Wednesday, April 13, 2011

Inheritance Among the Pea Plants

The earliest known systematic experiments in genetics were performed by an Augustinian monk named Gregor Mendel (1823–84). Although his work was presented and recorded in a scientific proceeding in 1865, not many people heard about it until more than three decades later. The scientific society and its proceedings, where the work was originally described, were obscure, and no one in mainstream science at the time saw it or paid attention.

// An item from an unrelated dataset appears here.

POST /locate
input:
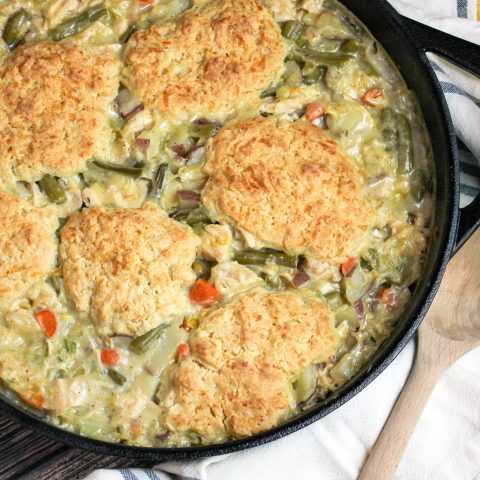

Working in the garden of a monastery in Brünn, Austria (modern-day Brno, Czech Republic), Mendel performed carefully controlled experiments on inheritance in common garden pea plants. Mendel studied seven characteristics of the pea plants, including red versus white flower color, tall versus short, and smooth versus wrinkled seed texture.

By crossing plants with known characteristics in controlled breeding experiments and recording the numbers of offspring that had each of the characteristics, Mendel was able to infer how the characteristics were being inherited. He proposed the concept of the gene as the unit of inheritance of these characteristics, and he hypothesized that each individual has a pair of genes for each characteristic, one inherited at random from each parent. His fundamental discoveries are now often  known as Mendel’s laws, and simple inheritance patterns in families are sometimes called “Mendelian.”